Biographical Database of NAWSA Suffragists, 1890-1920

Biography of Elizabeth Finnigan Fain, 1875–1944

By Kelli R. Gill

This entry has been republished with special permission from the Handbook of Texas Women, a project of the Handbook of Texas Online, Texas State Historical Association.#x200e<https://tshaonline.org/handbook/online/articles/ffa41. Accessed February 12, 2020.

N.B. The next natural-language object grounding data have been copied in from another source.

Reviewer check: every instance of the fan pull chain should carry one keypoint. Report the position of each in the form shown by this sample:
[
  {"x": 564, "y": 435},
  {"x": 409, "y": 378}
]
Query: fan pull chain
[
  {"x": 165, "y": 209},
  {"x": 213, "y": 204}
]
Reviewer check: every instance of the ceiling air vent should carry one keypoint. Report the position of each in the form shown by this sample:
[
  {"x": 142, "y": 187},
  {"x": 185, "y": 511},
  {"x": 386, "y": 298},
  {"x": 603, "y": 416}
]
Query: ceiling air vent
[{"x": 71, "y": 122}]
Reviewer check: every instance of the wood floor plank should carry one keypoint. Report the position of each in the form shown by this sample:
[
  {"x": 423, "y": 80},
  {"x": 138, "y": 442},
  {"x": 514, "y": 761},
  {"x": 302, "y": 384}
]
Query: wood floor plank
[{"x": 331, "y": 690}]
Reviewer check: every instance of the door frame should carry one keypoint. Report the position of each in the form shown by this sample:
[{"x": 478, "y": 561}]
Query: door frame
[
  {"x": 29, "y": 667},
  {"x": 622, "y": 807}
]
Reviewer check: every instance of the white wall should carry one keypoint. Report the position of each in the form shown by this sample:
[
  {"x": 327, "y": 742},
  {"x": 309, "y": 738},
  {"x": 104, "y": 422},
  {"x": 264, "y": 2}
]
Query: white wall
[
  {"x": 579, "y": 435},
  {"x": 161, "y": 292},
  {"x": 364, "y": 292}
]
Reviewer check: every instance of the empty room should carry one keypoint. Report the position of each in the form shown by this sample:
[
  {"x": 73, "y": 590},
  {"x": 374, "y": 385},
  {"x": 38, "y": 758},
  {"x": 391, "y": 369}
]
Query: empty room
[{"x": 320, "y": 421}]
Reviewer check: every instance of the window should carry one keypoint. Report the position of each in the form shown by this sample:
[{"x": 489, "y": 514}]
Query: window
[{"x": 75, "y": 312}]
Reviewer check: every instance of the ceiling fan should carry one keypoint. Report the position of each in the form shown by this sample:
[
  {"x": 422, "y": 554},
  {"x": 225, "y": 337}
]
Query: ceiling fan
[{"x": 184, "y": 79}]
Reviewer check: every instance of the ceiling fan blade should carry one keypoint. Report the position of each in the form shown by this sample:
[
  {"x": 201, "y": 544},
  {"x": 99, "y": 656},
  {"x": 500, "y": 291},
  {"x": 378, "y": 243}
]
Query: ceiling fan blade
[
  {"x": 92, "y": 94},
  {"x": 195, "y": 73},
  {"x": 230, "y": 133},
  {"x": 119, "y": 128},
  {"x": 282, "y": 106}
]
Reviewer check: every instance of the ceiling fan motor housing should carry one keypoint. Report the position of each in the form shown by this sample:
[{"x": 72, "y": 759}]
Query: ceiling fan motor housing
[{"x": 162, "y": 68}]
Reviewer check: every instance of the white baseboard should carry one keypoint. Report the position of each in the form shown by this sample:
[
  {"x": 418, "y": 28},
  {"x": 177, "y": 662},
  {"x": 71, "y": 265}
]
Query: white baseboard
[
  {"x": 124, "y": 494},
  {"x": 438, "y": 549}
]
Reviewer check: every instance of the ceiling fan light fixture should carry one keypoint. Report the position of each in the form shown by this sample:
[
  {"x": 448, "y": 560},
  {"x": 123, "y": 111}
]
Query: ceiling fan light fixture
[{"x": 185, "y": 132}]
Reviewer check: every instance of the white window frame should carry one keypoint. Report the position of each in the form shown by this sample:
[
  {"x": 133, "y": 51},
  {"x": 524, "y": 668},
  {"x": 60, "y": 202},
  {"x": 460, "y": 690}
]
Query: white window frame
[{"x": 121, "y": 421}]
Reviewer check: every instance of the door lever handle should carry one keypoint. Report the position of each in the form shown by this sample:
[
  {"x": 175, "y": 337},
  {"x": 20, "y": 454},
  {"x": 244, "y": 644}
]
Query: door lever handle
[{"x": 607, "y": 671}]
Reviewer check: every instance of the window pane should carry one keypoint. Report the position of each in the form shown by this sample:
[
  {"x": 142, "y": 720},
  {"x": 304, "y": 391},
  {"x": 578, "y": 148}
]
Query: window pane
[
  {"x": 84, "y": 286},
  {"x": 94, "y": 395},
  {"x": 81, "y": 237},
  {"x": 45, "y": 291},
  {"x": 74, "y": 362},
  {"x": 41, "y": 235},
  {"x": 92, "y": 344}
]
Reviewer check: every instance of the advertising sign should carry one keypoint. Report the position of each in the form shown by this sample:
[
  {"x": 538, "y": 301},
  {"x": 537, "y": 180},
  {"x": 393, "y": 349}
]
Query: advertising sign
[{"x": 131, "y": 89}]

FAIN, ELIZABETH FINNIGAN (1875-1944). Elizabeth "Bessie" Finnigan Fain, suffragist, historical preservation advocate, and daughter of Katherine (McRedmond) Finnigan and John Finnigan, was born in Houston, Texas, on May 9, 1875. As a young woman, she became active in the woman suffrage movement and served on committees for the annual conventions of the National American Woman Suffrage Association (NAWSA). She attended Wellesley College in Wellesley, Massachusetts, from 1893 to 1894. She later earned her bachelor of arts in 1902 from Barnard College in New York, where she joined the Beta Epsilon women's chapter of Kappa Kappa Gamma fraternity.

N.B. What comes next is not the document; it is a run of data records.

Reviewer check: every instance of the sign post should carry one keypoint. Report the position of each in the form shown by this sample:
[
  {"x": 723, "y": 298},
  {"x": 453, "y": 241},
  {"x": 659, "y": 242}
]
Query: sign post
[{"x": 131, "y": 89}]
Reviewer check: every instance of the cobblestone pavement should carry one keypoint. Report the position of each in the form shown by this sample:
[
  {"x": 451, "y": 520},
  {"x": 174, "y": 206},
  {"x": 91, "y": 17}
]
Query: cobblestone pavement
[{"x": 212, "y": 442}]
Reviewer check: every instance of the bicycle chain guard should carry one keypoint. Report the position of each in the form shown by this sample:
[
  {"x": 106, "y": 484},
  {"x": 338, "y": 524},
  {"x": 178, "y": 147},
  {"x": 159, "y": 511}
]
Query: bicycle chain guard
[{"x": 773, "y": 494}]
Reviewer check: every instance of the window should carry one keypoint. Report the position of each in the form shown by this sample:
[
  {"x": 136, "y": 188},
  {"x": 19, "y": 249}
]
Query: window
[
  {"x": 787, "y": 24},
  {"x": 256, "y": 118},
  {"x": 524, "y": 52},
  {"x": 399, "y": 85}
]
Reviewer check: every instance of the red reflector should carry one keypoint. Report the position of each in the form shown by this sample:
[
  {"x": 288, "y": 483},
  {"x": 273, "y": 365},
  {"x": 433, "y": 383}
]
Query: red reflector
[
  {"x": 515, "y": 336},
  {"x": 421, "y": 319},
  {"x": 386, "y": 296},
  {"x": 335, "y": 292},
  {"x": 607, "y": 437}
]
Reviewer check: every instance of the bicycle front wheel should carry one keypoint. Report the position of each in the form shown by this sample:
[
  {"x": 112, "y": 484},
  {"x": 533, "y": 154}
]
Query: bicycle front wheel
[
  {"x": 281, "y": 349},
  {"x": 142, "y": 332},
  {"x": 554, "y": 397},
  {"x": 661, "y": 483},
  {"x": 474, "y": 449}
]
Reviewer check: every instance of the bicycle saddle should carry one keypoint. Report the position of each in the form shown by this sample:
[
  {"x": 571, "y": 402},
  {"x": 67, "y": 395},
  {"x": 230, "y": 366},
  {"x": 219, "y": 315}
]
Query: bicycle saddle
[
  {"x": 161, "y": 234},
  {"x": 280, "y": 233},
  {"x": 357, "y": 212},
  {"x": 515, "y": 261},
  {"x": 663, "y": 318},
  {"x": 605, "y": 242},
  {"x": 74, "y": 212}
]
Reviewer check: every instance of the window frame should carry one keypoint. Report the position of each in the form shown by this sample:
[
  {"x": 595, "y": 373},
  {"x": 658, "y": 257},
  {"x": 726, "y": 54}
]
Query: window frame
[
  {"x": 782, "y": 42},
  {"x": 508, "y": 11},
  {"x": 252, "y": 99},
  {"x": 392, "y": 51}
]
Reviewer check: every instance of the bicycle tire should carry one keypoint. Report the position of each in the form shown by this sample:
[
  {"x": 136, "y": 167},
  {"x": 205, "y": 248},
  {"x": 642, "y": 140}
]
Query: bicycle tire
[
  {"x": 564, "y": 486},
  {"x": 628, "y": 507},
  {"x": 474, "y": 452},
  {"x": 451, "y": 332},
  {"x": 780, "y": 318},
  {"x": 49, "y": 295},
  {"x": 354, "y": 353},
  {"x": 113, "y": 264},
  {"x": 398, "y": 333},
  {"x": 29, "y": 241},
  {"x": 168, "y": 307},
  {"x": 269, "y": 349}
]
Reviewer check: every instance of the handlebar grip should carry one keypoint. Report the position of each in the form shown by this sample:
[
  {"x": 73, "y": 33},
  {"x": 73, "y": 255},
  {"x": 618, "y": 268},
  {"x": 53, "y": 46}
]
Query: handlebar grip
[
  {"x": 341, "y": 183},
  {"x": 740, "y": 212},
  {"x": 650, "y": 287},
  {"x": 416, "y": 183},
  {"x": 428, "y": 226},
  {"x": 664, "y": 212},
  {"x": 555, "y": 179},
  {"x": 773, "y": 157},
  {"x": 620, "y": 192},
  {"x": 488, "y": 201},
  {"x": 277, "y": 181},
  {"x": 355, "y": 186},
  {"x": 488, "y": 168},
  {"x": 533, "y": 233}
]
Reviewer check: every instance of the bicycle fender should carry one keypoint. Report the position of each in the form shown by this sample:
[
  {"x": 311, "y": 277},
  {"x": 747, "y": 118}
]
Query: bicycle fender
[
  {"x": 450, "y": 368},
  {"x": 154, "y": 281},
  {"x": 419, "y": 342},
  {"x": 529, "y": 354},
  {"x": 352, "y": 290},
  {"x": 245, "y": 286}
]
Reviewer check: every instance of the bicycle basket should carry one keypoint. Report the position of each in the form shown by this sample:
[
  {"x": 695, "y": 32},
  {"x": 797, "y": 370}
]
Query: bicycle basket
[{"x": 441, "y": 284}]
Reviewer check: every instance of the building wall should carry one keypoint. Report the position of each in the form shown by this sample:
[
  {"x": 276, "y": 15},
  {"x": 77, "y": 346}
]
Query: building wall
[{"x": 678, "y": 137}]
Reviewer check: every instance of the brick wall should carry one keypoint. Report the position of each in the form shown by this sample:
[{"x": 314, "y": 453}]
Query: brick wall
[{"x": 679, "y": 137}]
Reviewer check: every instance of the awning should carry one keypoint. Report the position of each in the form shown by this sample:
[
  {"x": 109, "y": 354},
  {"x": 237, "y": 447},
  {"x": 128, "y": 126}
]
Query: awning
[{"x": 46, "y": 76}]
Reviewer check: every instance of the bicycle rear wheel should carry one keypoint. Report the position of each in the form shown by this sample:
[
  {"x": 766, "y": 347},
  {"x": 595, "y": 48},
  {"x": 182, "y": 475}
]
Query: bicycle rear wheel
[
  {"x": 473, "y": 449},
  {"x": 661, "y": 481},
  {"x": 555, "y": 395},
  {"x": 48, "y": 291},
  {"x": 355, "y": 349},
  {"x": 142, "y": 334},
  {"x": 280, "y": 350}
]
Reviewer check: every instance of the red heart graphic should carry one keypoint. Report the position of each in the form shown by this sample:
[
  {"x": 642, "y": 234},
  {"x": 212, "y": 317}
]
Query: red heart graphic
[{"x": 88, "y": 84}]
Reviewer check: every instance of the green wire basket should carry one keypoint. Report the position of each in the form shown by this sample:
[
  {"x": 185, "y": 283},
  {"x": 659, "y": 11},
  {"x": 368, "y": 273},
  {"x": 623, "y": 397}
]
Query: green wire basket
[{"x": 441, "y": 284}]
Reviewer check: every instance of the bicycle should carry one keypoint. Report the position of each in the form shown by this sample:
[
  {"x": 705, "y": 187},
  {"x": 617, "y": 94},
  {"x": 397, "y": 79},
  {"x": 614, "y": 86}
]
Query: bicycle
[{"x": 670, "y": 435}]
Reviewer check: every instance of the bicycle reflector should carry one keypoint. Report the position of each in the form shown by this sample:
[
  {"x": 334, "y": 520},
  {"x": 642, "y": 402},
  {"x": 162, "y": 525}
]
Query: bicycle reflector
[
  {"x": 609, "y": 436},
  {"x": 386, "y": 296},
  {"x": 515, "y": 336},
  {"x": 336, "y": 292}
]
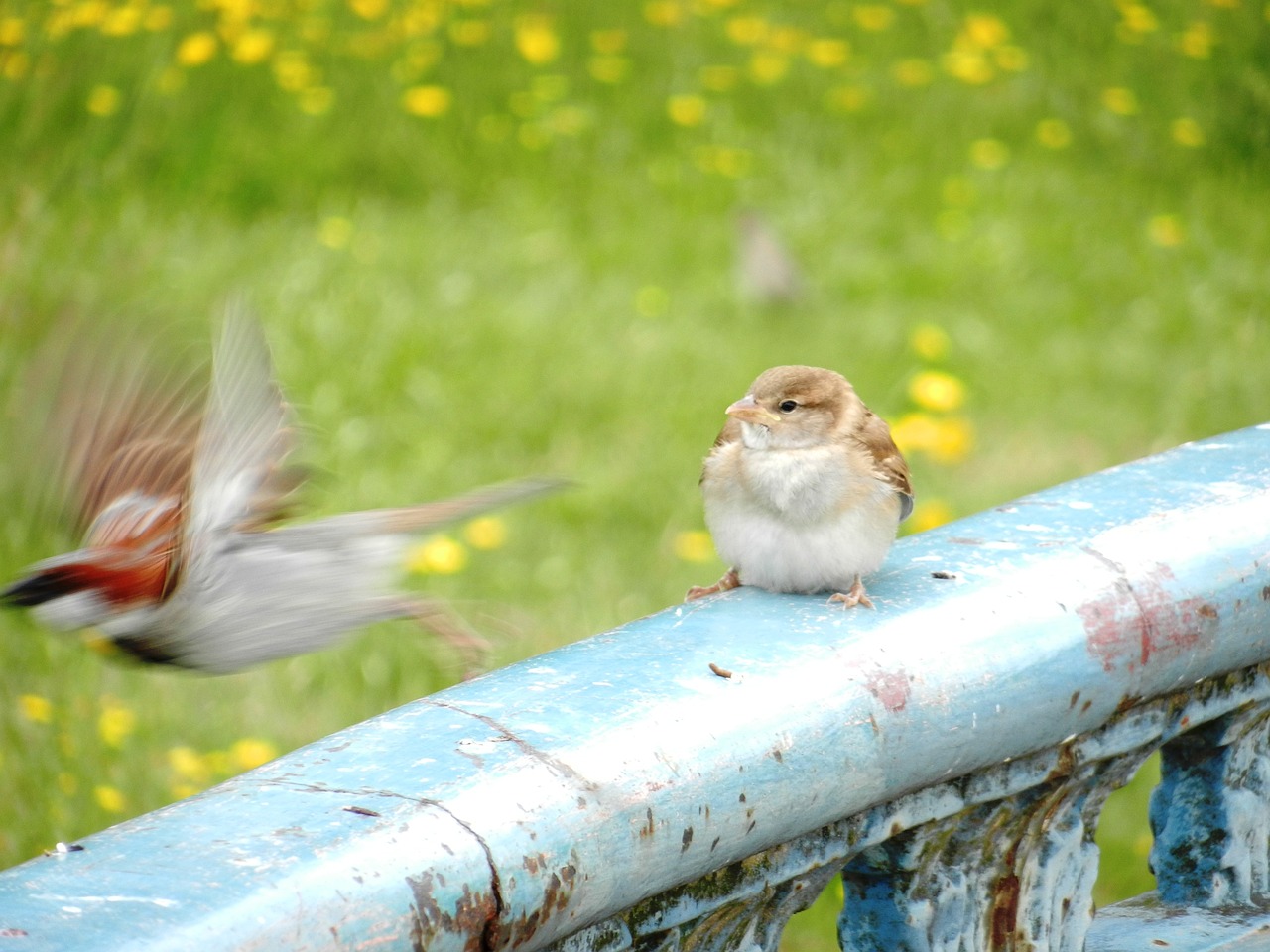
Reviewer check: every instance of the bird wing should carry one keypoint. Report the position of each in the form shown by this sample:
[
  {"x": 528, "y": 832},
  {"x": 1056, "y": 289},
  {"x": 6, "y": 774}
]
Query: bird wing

After completing her degree, Elizabeth returned to Houston, where in 1903, she and her sisters Annette Finnigan and Katherine Finnigan Anderson established new woman suffrage leagues in Houston and Galveston, then helped found the Texas Woman Suffrage Association (TWSA). Distinct from prior suffrage activity in Texas (such as through the Texas Equal Rights Association), the sisters focused on education by inviting pro-suffrage speakers and lecturers to the Houston area for small recruitment meetings of invited attendees. During the summer of 1903 Elizabeth aided her sister Annette in organizing a twenty-five-member suffrage committee in Galveston. She continued to work for the suffrage cause in Texas and served as a member of the national executive committee for the National American Woman Suffrage Association. Elizabeth moved from Houston to New York, where on February 6, 1907, she married attorney William Hugh Fain. Together they had two daughters, Virginia C. and Elizabeth, and one son, William H. Fain, Jr. Fain returned briefly to Houston when her sister, Annette, fell ill. Alongside Minnie Fisher Cunningham, Fain helped organize the 1915 TWSA convention held in Galveston, Texas, at which time Cunningham was elected president and the organization changed its name to the Texas Equal Suffrage Association.

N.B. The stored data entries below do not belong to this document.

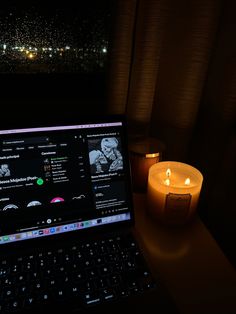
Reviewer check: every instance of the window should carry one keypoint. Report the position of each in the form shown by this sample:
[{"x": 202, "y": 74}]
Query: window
[
  {"x": 52, "y": 37},
  {"x": 53, "y": 54}
]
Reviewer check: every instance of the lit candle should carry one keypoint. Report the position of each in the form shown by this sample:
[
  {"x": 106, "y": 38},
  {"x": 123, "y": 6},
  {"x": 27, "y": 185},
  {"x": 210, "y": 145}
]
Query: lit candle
[
  {"x": 173, "y": 191},
  {"x": 144, "y": 153}
]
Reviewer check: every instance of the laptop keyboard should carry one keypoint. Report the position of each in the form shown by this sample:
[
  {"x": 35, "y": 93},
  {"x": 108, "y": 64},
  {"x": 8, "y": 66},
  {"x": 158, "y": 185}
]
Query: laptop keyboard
[{"x": 81, "y": 275}]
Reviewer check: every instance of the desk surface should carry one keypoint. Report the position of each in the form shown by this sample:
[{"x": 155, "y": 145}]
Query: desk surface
[{"x": 190, "y": 262}]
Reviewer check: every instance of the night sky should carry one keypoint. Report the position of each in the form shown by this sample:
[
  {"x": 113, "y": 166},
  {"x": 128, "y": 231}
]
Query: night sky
[{"x": 38, "y": 23}]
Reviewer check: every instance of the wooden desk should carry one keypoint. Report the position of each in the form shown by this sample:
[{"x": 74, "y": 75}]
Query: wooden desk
[{"x": 191, "y": 264}]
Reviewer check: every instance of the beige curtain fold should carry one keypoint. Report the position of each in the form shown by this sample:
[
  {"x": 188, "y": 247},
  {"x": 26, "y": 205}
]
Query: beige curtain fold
[
  {"x": 120, "y": 56},
  {"x": 144, "y": 68},
  {"x": 180, "y": 86}
]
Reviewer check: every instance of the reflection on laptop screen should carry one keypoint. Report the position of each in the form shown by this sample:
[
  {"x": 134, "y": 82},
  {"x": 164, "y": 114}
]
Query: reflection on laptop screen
[{"x": 62, "y": 178}]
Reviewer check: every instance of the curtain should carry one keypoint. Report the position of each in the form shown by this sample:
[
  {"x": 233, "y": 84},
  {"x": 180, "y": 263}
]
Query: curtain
[{"x": 173, "y": 73}]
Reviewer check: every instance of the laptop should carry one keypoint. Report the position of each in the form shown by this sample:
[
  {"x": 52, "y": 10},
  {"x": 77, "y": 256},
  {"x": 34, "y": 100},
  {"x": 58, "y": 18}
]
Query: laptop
[{"x": 66, "y": 222}]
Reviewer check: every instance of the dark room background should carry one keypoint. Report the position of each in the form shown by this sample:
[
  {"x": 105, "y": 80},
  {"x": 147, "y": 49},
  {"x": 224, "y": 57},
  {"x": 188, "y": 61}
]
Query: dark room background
[{"x": 169, "y": 66}]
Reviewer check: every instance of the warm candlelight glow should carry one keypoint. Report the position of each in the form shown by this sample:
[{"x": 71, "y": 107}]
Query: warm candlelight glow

The Fain family later resided in Greenwich, Connecticut. Like many social elite women of the era, Fain devoted her time to women's social clubs, including the Women's Club of Greenwich, Connecticut, and charity work. Her largest contributions were made towards historical preservation. She was an original incorporator of the Robert E. Lee Memorial Foundation, alongside her husband, who served as legal counsel for the organization. She served on multiple committees (House Furnishings, Research and Education, and Fine Arts) and worked on restoration research of eighteenth-century fabrics. Fain was on the Stratford Hall's board of directors as director for Connecticut from February 1929 until her death on October 23, 1944. She is buried alongside her husband at the Putnam Cemetery in Greenwich, Connecticut.

Sources:

Jessica S. Brannon-Wranosky, Southern Promise and Necessity: Texas, Regional Identity, and the National Woman Suffrage Movement, 1868-1920 (Ph.D. dissertation, University of North Texas, 2010). Helen Knox, "Lee Memorial is Restored Mansion: Plantation Serves Liberty's Cause," The Key: Official Magazine of Kappa Kappa Gamma (October 1940). Harriet Taylor Upton, ed., The Handbook of the National American Woman Suffrage Association and Proceedings of the Twenty-Fifth Annual Convention of the National American Suffrage Association, January 16, 1893 (Washington, D.C.: Stormont & Jackson Printers, 1893). Paula Williams Webber, The Early Houston Woman Suffrage Movement 1903–1917 (M.A. thesis, University of Houston-Clear Lake, 1995). Woman's Tribune, January 16, 1903.